# Thread: Postage stamp problem: Weak versus Strong Induction

1. ## Postage stamp problem: Weak versus Strong Induction

I am instructed to prove that postage amounts greater than or equal to 54 can be taken care of using solely 7 and 10 cent stamps. The book asks me to use strong induction.

My Basis is:

54 = 4*10 + 2*7

My inductive step is:

(assume n = 10*j + 7*k for some n >= 54 and j,k are integers)

n + 1 = 10(j - 2) + 7(k + 3)

So the inductive step infers (as far as I can see) that if the hypothesis is true for n, it is true for n + 1. The basis is shown to be true.

It seems to me that this concludes a proof by WEAK induction, but the solutions manual presents a nearly identical argument and calls it strong induction.

2. ## Re: Postage stamp problem: Weak versus Strong Induction

Originally Posted by jmedsy
My inductive step is:

(assume n = 10*j + 7*k for some n >= 54 and j,k are integers)

n + 1 = 10(j - 2) + 7(k + 3)
It is important that the induction hypothesis says n = 10*j + 7*k for some n >= 54 and nonnegative integers j, k. Then j - 2 is not necessarily a nonnegative integer, so you have not proved that n is represented in a required way.
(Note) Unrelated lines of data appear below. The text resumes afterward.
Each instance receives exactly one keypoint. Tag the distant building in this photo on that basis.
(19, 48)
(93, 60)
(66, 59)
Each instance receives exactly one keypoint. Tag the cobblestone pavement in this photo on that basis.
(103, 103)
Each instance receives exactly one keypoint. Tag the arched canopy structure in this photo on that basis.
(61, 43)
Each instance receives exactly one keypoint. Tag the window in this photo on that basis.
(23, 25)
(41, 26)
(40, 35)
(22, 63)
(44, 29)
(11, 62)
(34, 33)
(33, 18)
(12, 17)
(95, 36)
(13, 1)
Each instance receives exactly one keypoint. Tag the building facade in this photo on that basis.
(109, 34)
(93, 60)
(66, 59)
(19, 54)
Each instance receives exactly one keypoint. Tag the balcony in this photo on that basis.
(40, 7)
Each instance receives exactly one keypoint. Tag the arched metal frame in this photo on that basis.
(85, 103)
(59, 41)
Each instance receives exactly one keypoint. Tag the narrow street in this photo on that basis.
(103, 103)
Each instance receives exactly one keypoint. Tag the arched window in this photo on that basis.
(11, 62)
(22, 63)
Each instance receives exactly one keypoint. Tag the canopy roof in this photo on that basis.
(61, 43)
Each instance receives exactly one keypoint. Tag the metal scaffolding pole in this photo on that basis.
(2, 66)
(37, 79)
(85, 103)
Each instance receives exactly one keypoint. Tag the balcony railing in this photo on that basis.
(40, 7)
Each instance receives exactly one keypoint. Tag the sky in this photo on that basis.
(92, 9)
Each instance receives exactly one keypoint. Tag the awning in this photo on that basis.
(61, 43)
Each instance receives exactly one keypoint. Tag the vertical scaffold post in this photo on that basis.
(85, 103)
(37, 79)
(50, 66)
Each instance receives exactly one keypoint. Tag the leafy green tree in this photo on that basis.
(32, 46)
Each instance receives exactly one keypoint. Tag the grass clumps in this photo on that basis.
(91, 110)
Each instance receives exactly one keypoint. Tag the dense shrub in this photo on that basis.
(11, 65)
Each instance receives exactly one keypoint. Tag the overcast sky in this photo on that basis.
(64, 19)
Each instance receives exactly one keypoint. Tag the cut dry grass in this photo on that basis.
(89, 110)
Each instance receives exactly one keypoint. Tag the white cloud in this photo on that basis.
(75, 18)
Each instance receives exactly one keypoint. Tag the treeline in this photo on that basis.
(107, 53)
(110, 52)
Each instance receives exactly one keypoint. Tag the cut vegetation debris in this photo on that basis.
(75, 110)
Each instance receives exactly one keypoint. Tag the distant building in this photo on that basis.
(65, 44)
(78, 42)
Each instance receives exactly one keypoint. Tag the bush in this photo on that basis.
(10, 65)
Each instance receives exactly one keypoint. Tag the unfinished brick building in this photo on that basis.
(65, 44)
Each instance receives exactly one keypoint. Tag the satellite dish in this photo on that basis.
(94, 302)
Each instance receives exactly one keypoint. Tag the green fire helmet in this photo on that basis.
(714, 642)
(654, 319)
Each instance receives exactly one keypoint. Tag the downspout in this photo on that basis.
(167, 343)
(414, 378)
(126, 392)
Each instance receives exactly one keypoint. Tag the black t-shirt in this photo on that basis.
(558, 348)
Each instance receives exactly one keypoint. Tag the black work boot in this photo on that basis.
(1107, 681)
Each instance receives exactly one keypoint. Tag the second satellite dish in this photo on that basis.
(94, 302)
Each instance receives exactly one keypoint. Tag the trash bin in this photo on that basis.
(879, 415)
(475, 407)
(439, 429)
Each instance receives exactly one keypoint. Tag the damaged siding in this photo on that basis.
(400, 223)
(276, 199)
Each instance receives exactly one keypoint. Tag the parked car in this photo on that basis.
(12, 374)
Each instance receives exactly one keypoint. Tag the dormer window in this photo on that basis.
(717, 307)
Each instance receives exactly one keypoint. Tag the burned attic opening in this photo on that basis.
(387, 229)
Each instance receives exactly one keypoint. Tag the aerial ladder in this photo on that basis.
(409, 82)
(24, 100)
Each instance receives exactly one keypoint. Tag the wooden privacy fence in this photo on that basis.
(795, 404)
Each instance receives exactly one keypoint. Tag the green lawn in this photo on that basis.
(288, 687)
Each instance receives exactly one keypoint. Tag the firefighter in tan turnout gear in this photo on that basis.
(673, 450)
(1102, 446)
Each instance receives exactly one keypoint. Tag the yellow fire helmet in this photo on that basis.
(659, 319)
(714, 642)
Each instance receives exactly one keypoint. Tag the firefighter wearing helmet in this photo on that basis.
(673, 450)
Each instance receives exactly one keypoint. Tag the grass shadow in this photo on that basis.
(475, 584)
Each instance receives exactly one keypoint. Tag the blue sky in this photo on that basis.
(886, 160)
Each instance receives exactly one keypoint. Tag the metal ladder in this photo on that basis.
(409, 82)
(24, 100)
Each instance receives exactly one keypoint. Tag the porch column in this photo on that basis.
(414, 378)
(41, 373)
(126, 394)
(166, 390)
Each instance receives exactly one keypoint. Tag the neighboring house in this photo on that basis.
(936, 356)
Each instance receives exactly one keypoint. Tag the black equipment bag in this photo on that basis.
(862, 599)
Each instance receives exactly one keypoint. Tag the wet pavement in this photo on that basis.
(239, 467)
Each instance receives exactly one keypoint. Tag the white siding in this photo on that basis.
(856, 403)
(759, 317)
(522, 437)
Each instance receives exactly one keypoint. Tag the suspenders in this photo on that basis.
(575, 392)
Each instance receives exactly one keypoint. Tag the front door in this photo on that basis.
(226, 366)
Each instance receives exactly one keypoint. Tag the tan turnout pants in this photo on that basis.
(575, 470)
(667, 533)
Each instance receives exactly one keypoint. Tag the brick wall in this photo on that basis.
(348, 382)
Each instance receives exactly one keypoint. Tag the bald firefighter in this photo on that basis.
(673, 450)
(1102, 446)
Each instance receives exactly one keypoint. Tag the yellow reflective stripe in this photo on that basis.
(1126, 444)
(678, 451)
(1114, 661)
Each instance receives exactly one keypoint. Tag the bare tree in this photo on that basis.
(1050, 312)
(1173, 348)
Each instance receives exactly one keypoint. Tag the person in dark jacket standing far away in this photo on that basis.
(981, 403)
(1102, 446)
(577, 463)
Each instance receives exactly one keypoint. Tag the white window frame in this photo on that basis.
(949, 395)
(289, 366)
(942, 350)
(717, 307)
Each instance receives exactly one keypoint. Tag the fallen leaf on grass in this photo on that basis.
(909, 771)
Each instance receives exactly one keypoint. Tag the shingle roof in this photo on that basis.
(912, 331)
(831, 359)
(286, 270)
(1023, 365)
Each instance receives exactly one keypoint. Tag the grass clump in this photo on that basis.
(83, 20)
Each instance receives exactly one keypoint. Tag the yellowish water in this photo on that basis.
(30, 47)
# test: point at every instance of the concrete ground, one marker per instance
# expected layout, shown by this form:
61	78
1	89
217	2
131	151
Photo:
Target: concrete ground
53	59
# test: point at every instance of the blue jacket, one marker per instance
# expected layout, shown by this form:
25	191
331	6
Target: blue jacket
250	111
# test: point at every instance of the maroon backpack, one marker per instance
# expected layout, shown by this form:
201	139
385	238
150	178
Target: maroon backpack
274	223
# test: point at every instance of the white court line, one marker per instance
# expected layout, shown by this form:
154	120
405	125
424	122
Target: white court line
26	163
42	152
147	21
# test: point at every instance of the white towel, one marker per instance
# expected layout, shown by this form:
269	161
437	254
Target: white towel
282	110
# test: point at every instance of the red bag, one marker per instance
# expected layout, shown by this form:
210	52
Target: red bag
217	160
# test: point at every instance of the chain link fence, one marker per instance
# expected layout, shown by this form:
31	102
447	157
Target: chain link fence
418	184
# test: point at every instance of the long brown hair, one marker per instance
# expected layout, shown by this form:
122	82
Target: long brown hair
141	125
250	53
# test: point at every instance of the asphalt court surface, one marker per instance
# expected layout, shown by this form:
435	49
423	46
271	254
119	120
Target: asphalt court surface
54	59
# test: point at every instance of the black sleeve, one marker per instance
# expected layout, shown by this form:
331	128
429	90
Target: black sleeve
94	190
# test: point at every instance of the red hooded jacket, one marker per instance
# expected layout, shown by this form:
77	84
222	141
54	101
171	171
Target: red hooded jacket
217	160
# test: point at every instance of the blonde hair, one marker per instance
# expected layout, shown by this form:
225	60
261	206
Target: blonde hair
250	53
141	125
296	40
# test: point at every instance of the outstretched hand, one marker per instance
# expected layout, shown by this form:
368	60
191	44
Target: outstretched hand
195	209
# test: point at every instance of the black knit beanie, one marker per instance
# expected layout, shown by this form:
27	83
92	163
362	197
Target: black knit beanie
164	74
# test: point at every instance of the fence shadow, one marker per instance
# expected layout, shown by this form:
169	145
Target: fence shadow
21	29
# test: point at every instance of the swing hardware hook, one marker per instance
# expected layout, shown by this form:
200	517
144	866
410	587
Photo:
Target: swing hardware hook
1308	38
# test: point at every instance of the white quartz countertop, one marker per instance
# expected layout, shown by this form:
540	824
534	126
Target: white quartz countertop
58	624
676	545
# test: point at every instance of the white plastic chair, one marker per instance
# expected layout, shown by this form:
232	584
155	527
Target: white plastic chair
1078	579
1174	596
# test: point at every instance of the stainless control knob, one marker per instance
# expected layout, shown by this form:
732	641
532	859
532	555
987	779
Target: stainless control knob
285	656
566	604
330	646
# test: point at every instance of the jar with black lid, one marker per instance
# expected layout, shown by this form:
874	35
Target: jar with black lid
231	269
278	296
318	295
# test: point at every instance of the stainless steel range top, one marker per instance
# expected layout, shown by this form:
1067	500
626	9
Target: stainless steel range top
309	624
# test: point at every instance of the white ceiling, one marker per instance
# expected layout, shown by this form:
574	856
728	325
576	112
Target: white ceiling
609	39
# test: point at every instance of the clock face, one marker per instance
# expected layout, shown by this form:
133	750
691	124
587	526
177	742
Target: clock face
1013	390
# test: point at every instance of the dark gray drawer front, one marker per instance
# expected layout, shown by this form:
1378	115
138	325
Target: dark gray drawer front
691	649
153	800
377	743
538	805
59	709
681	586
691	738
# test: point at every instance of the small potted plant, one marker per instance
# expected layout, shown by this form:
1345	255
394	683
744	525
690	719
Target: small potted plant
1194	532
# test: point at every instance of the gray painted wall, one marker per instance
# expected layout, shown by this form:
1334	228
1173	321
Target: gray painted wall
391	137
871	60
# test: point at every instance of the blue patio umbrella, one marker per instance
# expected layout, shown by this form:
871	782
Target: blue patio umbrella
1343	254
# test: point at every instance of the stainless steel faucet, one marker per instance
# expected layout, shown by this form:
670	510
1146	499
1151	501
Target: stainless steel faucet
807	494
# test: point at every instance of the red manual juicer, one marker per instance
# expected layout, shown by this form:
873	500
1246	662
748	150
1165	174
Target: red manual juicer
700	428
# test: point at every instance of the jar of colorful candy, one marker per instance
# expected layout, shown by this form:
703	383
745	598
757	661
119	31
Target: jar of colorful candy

There are two options. One is to consider the cases j = 0 and j = 1 separately. This would still be a proof by regular induction. Another is to prove P(n) -> P(n + 7) where P is the induction hypothesis above. The induction step is obvious, but you need strong induction (though, strictly speaking, you use only P(n) and not P(k) for all 54 <= k < n + 7 in the proof of P(n + 7)). You also need to prove 7 bases cases.